I also spent another year reflecting on potential individual and system solutions that can adequately address the invisible injuries to physicians—primarily secondary traumatic stress, post-traumatic stress disorder, physical and emotional exhaustion, anxiety, depression, and moral distress. What I’ve learned about digital and now wearable technology leads me to believe that they can, and should, be used to improve physician wellbeing and performance.
Thinking about Wearables
This article has been slowly brewing in my mind for most of 2022, but the following events inspired me to finally write it down:
- My husband Dave got me an Apple Watch on my birthday (Apple had already shipped 32.1 million devices in the first quarter of 2022—I win for being an ultra-late adopter at age 52!)
- My Apple Watch has countless apps that can monitor my wellbeing, including apps that have the ability to detect my heart’s sinus rhythm or atrial fibrillation, warn me of excessive loud noise exposure, and measure my commitment to close my three daily activity rings (move, exercise, and stand). I now have virtual coaches and countless workout partners who are accessible to me anytime on the Apple Fitness+ studio for treadmill.
- In early 2022, I met Tran Tu Huynh, DO, founder of OpticSurg Inc, Wilmington, Del. A breast oncology surgeon with biomedical engineering, entrepreneurial, and biotechnology background, her company created Vision Beyond, smart glasses coupled with software to enable telecollaboration between healthcare workers and remote providers in a variety of healthcare settings including the hospital, intensive care unit, emergency room, home health, rural health, nursing homes, assisted living, and others.
- In October, I joined Hall of Fame sports psychologist Jim Loehr, EdD, along with incredible experts in performance, behavioral health, and technology, in Alpine, N.J., where tennis star Novak Djokovic trains before every U.S. Open. I was blown away to see how technology is used for training and performance for top athletes, the breadth and depth of data and feedback available to them and their coaches, and the use of biomarkers, biochemistry, and visual, auditory, and touch response times for training and performance. Data have profoundly impacted not only athletes but the entire industry, including sponsors and organizations. I learned about PlaySight SmartCourts, an action review system with cameras and sensors all over the court that provides realtime playback with debriefing data, auto status, game management, and immense feedback for the players to improve their performance instead of simply repeating their actions with less-than-predictable or measurable progress.

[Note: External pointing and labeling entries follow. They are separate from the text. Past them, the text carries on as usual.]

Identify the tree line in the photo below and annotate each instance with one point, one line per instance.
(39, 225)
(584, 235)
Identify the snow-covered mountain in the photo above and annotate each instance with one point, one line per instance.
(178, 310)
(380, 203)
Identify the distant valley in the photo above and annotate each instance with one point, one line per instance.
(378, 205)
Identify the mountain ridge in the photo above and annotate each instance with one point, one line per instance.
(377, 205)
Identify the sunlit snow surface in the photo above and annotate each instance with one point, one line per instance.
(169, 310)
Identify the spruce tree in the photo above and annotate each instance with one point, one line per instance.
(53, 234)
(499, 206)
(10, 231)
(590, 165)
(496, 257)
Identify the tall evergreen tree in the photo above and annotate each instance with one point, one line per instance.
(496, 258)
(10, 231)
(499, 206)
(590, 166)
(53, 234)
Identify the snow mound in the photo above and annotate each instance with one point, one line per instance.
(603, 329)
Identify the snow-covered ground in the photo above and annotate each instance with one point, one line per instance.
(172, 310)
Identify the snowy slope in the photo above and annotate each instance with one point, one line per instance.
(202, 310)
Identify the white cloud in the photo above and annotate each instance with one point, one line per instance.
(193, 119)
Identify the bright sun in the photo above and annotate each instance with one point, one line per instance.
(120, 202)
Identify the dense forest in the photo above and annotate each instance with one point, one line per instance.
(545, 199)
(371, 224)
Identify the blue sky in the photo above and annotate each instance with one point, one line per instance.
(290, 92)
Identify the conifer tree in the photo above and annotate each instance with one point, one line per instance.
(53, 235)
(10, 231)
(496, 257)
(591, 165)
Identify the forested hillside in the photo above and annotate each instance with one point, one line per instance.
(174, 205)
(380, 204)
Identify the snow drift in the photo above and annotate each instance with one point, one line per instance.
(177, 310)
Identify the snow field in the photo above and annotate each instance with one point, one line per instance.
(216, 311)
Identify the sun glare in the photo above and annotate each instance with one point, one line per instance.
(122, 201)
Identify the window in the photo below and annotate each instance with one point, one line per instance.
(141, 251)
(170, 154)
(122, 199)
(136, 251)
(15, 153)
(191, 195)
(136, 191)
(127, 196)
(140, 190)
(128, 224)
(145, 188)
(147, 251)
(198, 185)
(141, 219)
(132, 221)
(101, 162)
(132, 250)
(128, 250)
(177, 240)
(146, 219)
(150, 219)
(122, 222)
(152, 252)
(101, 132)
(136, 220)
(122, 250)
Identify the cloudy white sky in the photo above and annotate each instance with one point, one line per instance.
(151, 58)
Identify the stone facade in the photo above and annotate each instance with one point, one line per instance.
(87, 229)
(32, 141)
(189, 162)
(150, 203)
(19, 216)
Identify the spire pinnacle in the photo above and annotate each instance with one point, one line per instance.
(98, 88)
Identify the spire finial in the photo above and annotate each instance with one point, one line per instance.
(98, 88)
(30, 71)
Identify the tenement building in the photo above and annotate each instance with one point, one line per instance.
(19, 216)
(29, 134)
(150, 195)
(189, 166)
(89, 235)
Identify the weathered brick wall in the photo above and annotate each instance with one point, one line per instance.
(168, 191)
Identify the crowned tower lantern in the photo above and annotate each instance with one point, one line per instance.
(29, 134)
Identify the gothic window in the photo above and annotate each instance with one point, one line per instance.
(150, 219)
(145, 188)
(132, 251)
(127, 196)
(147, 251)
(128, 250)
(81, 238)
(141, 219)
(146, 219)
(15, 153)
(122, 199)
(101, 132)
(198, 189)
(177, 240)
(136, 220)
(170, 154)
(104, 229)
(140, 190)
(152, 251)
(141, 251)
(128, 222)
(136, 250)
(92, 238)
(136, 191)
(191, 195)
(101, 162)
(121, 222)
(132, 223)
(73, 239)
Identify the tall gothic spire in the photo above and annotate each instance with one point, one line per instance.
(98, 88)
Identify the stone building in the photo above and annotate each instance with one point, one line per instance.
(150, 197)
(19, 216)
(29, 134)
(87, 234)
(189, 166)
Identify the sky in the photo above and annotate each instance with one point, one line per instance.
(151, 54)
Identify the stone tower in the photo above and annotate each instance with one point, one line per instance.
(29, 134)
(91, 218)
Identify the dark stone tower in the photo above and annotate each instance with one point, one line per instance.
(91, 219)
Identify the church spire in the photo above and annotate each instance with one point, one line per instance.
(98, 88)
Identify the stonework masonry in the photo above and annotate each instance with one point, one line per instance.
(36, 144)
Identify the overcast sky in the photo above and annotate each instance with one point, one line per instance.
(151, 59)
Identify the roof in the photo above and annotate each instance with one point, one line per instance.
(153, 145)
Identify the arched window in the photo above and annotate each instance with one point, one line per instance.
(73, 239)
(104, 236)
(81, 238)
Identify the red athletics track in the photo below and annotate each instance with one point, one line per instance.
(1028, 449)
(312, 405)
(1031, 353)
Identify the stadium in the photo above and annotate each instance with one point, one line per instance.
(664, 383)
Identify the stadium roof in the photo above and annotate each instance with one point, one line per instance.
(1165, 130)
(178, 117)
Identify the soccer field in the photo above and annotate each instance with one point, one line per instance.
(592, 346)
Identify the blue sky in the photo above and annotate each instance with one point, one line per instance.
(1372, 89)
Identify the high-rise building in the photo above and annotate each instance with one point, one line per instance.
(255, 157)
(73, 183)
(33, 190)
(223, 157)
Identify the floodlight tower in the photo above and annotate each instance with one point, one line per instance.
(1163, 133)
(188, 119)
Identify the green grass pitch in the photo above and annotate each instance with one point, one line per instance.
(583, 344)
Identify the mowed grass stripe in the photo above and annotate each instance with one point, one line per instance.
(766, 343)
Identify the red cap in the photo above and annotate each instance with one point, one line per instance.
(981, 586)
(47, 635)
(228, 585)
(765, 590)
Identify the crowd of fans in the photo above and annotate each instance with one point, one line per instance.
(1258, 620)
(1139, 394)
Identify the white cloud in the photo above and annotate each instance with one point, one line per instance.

- I had several recent conversations with Sarah Bowe, MD, and Natalie Krane, MD, both of whom were super early adopters of wearable technology.
- As of this writing, I’m currently reading a book for one of my master of medical management courses called, “Digital to the Core: Remastering Leadership for Your Industry, Your Enterprise, and Yourself” by Graham Waller and Mark Raskino. The book highlights countless examples of how tiny sensors are now part of many products and generate so much data that provide the ability to see new patterns and variations. The ability to connect things to the Internet is used by all of us on daily basis as we control their operations remotely and manage our surroundings with so much precision. Dave controls nearly our entire house, including the thermostat, indoor lights, lawn irrigation, music, computers, and internet connections, even when we’re thousands of miles away.
In November 2022, Mark Linzer, MD, and his colleagues published an article in JAMA Health Forum about trends in clinician burnout with associated mitigating and aggravating factors during the COVID-19 pandemic (JAMA Health Forum. 2022;3:e224163). The study surveyed 20,627 clinicians across 120 large U.S. healthcare organizations between February 2019 and December 2021 (67% physicians, 51% females, 66% White). Burnout rates increased from 49% in 2019 to 60% by the end of 2021.